News

Design-led Innovation in Government

January 21, 2016

In a recent article published in the Stanford Social Innovation Review, Christian Bason, director ofMindLab, an innovation lab in Copenhagen, Denmark, talks about how the field of social innovation has evolved, and what challenges remain ahead.

Based in Copenhagen, and part of the government ministries of Business and Growth, Employment, and Children and Education, MindLab is a small team of ethnographers, designers and public policy specialists who work by involving citizens and business in co-designing new public solutions.

Bason asks, how do you systematically prototype, test and scale up public sector policy, and service response to the many challenges faced by government when wanting to effect real change?

It turns out, design-led innovation can help.

From addressing waste-management issues in Copenhagen, to reducing tensions between inmates and guards in Danish prisons, design has already been applied across a wide range of public sector settings in Denmark. The design methods that Bason and his team use are typically “ethnographic-inspired user research, creative ideation processes, and visualisation and modelling of service prototypes.” This approach is rapidly gaining ground, increasingly being adopted by social services and governments around the world. Bason notes that even at number 10 Downing Street, the Behavioural Insights Team is looking to design for a more experimental approach to understanding user needs.

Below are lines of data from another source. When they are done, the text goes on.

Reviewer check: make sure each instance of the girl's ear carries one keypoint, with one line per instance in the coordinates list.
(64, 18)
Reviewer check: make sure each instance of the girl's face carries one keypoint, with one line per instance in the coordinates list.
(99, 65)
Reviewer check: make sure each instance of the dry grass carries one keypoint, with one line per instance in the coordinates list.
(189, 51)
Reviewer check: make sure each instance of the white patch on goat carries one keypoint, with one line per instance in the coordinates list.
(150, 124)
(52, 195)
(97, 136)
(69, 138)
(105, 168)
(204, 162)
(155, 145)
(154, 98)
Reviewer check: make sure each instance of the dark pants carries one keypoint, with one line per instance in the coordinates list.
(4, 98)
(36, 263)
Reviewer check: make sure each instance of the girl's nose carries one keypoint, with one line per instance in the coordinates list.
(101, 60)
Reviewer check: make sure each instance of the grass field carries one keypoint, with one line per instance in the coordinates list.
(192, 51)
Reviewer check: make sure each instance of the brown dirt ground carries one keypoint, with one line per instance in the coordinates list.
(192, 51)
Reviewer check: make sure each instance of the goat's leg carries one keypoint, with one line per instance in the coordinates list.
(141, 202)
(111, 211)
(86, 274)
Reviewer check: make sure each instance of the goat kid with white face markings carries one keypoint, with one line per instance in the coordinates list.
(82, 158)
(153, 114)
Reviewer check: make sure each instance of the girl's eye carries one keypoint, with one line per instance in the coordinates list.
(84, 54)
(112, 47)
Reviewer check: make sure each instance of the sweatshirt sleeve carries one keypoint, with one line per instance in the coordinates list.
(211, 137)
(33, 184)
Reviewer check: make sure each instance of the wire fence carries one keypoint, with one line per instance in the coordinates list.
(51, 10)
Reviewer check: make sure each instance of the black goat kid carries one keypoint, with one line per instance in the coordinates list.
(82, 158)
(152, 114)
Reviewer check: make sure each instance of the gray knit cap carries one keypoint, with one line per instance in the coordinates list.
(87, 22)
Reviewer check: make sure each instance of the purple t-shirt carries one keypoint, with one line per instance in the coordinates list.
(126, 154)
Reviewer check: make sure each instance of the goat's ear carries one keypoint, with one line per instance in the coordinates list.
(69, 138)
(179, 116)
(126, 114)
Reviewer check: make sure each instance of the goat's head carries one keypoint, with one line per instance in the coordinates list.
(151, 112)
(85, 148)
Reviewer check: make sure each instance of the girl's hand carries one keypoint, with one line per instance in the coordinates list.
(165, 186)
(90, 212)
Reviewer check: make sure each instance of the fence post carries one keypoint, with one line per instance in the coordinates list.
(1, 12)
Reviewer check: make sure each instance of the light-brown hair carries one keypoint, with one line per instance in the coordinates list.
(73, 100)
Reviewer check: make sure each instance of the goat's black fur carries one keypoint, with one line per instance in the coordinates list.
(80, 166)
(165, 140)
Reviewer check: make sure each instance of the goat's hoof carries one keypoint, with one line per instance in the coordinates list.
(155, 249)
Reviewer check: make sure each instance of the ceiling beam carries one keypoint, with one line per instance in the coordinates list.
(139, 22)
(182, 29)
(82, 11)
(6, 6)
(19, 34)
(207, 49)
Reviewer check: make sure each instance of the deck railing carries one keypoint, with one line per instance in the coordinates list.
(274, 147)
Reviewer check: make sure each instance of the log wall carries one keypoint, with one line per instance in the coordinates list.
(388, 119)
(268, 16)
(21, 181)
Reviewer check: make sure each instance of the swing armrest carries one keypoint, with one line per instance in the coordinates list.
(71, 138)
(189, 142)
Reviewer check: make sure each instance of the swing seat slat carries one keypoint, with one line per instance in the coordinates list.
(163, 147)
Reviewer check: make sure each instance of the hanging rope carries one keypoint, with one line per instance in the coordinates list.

However, Bason says that there are three major challenges that stand out:

  1. Creating authorising environments: There is still a significant challenge in embedding the design approach within government. Bason says, “Ensuring funding, anchoring change in the organisation, getting management buy-in, and actually executing the new ideas and solutions are all difficult”.
  2. Building and accessing capacity: Public sector organisations cannot rely solely on internal expertise for design-led innovation, and the market for public sector design consultants is still immature. Design education needs to catch up with the growing need for service and systems design, and existing designers need to learn how to interact more effectively with government.
  3. Opening up bureaucracy to co-production: says Bason, “human-centred design forces organisations to take a much broader, collaborative and inclusive view of who needs to be part of the process of co-creating initiatives that will actually work in the real world.” He argues that social and public innovation that takes the human-centred approach is disruptive to the existing public governance paradigm, thereby resulting in immense challenge.

So where does that leave us? Bason is optimistic but believes that public sector design is on the rise.